第7話 初恋の人は既に亡くなっていた
まさかと思った。確かに初恋の人だった。でも可愛い留美と離れては他の男どもは、ほって置く訳がないと思い勝手に諦めていた。それに父が亡くなり故郷を偲ぶ余裕もなかった。いま留美の本当の心を聞いて新鮮なショックを受けた。
「せめて昔の恋人として、留美の為に線香でもあげてやれよ」
なんとその言葉が胸にグサッと刺さった。
「え! どう云うことだ!! まさか留美が死んだと言うのか?」
「ああ、知らなかったのか? 半年前にな。旦那も三年前に亡くなり今は娘が二人、雑貨屋の後を継いでいるよ。これがまた留美にそっくりの美人姉妹でなぁ」
「……そうか……そうだったのか」
私は二重のショックだった。初恋が実るのは難しいと云うけれど、せめて生きていて欲しかった。もちろん今更どうこう言える立場じゃないが、青春の日々を語り合いたかった。それだけで十分満足出来たものを、それが初恋の人はもうこの世にはいない。急に目頭が熱くなった。せっかくの同窓会を懐かしむよりも留美のことで頭がいっぱいになり、つい酔いつぶれてそのまま、この民宿に泊まった。
私は翌日、同級生から聞いて留美の住んでいた雑貨屋を訪ねることにした。彼女の嫁ぎ先は駅から歩いて十五分程度の海添えにあった。

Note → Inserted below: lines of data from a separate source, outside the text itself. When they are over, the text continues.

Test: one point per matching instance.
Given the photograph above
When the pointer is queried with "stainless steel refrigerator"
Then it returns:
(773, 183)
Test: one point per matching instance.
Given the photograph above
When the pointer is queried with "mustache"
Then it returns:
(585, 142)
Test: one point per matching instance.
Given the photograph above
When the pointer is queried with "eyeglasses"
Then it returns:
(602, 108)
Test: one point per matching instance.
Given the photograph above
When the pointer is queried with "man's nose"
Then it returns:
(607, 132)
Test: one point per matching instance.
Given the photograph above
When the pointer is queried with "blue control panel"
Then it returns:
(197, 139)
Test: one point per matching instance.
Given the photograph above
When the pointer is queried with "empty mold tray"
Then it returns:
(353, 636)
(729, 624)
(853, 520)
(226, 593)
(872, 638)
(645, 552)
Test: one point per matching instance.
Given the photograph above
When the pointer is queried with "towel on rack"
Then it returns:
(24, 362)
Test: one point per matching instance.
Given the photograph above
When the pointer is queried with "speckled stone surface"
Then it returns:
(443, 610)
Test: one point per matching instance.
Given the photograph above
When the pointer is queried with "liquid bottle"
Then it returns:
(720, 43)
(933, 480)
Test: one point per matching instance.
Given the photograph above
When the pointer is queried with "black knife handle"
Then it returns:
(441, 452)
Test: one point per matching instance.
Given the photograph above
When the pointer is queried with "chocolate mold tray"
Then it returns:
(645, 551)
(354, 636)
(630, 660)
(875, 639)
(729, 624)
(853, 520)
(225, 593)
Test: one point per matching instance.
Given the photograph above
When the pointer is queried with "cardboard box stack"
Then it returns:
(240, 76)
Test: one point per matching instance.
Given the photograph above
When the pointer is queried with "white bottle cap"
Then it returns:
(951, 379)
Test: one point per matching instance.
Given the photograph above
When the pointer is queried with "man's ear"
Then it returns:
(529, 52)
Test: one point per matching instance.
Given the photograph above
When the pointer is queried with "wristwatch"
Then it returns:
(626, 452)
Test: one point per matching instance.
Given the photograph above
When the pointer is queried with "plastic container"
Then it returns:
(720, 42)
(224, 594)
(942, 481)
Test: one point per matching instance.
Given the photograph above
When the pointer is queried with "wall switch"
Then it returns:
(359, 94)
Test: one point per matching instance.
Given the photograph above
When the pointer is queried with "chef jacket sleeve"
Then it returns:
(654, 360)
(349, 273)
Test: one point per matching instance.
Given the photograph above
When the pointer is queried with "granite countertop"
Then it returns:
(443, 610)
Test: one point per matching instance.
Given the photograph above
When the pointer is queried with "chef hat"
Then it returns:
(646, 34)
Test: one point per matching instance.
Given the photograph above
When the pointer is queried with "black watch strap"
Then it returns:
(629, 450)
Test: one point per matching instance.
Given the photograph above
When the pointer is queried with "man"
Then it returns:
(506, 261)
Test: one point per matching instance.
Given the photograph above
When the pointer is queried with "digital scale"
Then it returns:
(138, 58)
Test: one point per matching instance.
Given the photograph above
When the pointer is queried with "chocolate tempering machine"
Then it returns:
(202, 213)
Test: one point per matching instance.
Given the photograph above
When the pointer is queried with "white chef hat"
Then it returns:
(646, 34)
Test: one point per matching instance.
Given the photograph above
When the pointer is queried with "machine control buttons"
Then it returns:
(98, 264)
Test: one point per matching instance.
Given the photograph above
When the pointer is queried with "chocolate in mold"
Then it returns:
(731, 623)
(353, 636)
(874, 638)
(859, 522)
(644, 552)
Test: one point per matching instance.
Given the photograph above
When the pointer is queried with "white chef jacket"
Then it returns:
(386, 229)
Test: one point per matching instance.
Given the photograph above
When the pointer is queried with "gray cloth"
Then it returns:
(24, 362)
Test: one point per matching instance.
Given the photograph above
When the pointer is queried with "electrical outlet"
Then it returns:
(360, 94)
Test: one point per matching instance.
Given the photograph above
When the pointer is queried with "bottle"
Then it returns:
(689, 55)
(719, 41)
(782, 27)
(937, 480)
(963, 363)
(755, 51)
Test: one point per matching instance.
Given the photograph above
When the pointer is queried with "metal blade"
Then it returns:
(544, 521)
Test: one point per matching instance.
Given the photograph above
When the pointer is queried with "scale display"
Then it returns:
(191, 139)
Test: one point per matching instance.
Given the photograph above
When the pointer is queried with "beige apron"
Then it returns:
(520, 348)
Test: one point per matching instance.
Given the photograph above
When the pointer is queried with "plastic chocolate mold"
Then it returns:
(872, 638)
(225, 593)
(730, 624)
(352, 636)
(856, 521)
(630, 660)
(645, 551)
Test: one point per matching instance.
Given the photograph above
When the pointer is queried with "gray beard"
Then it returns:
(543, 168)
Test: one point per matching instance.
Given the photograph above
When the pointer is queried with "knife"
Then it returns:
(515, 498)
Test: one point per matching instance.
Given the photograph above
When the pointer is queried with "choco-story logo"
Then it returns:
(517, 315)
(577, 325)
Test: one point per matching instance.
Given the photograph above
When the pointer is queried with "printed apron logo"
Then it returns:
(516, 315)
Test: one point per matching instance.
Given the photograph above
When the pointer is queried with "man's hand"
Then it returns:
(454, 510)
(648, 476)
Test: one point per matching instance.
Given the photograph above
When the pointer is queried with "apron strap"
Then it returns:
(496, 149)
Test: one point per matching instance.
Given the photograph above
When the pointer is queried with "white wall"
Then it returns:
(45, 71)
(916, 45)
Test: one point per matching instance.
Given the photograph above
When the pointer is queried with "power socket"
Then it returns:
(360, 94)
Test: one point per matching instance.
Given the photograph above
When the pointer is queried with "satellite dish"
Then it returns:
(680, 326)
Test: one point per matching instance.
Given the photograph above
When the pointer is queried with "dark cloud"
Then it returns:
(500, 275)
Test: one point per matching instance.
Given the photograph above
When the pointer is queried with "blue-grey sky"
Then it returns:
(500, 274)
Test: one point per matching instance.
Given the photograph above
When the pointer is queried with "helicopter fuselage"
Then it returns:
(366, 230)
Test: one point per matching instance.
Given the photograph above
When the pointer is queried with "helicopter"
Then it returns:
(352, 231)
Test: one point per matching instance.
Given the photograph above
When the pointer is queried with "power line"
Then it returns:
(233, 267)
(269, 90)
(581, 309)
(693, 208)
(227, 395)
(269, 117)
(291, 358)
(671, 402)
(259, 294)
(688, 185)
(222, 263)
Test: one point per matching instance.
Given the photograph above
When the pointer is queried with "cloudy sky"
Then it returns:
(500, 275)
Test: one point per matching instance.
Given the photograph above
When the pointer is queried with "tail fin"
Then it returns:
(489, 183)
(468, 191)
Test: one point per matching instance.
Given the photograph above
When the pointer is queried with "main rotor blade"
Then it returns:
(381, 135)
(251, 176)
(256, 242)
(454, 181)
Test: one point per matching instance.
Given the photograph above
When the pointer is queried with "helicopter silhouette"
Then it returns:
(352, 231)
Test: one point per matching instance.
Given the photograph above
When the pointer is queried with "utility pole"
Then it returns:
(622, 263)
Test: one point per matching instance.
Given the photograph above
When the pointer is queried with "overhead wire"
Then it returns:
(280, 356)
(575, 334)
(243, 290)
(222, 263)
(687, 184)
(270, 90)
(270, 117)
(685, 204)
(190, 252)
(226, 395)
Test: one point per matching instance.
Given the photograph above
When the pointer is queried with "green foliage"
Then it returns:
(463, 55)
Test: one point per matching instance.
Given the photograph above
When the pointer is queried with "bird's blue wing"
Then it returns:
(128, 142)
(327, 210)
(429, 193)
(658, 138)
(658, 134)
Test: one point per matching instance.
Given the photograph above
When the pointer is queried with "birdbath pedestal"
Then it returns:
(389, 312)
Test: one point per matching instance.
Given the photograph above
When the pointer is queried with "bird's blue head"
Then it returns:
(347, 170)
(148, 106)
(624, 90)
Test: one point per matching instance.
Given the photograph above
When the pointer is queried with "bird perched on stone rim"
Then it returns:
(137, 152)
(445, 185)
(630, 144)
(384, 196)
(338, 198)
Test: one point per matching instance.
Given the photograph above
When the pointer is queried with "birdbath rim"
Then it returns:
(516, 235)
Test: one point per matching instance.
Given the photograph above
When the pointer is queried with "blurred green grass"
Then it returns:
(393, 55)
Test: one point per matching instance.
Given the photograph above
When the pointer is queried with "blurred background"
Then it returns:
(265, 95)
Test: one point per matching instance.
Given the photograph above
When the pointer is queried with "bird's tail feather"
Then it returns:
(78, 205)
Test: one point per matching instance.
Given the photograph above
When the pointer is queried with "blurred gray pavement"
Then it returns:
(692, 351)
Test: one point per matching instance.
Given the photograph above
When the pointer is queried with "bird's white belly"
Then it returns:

この場所は確か留美と何度も来た場所だ。あの大きな岩も変わっていない。海岸がよく見渡せる公園があった。そのベンチに座っていろんな事を語り合った。それが今、走馬灯のように蘇ってくる。留美が死んだ……当時木製だったベンチはプラスチック製に変わっているが、同じ場所にある。私はそこ座った。いつも留美は私の左側に座っていた。そして左を見る。いる筈もない留美に思わず語りかけた。留美……。
留美の返事の変わり、小波だけがザァー聞こえてくるだけ。
そこに暫く佇んでから気持ちの整理がついた処で、私は夕方に雑貨屋を訪ねると、留美の面影が残った娘が店先に出て来た。細身の体でスラリとした美形だ。当時の留美がそこにいるような感じだ。